For more information about determining available file system space, see ZFS Disk Space Accounting.
FREE
The amount of unallocated space in the pool.
CAP (CAPACITY)
The amount of disk space used, expressed as a percentage of the total disk space.
HEALTH
The current health status of the pool.
For more information about pool health, see Determining the Health Status of ZFS Storage Pools.
ALTROOT
The alternate root of the pool, if one exists.
For more information about alternate root pools, see Using ZFS Alternate Root Pools.
You can also gather statistics for a specific pool by specifying the pool name.
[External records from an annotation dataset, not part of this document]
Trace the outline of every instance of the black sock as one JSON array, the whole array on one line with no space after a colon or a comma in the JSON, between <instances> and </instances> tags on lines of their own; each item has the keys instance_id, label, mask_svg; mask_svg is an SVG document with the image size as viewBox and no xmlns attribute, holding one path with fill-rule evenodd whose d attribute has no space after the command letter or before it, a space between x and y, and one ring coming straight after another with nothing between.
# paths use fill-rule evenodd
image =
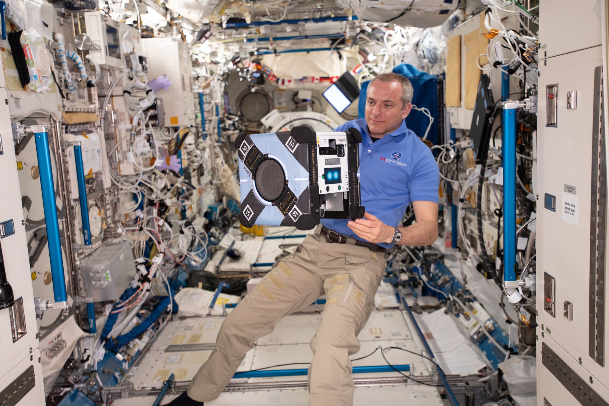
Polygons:
<instances>
[{"instance_id":1,"label":"black sock","mask_svg":"<svg viewBox=\"0 0 609 406\"><path fill-rule=\"evenodd\" d=\"M203 406L203 402L197 402L188 397L186 391L181 395L167 404L165 406Z\"/></svg>"}]
</instances>

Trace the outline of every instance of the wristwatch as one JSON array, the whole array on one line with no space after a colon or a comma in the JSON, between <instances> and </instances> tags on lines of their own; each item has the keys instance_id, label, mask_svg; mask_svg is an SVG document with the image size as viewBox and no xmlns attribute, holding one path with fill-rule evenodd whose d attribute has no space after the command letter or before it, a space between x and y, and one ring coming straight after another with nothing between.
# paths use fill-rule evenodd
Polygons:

For example:

# zpool list tank
NAME                    SIZE    ALLOC   FREE    CAP   HEALTH     ALTROOT
tank                   80.0G    22.3G   47.7G    28%  ONLINE     -

Listing Specific Storage Pool Statistics

Specific statistics can be requested by using the -o option. This option provides custom reports or a quick way to list pertinent information. For example, to list only the name and size of each pool, you use the following syntax:

# zpool list -o name,size
NAME                    SIZE
tank                   80.0G
dozer                   1.2T
The column names correspond to the properties that are listed in Listing Information About All Storage Pools or a Specific Pool.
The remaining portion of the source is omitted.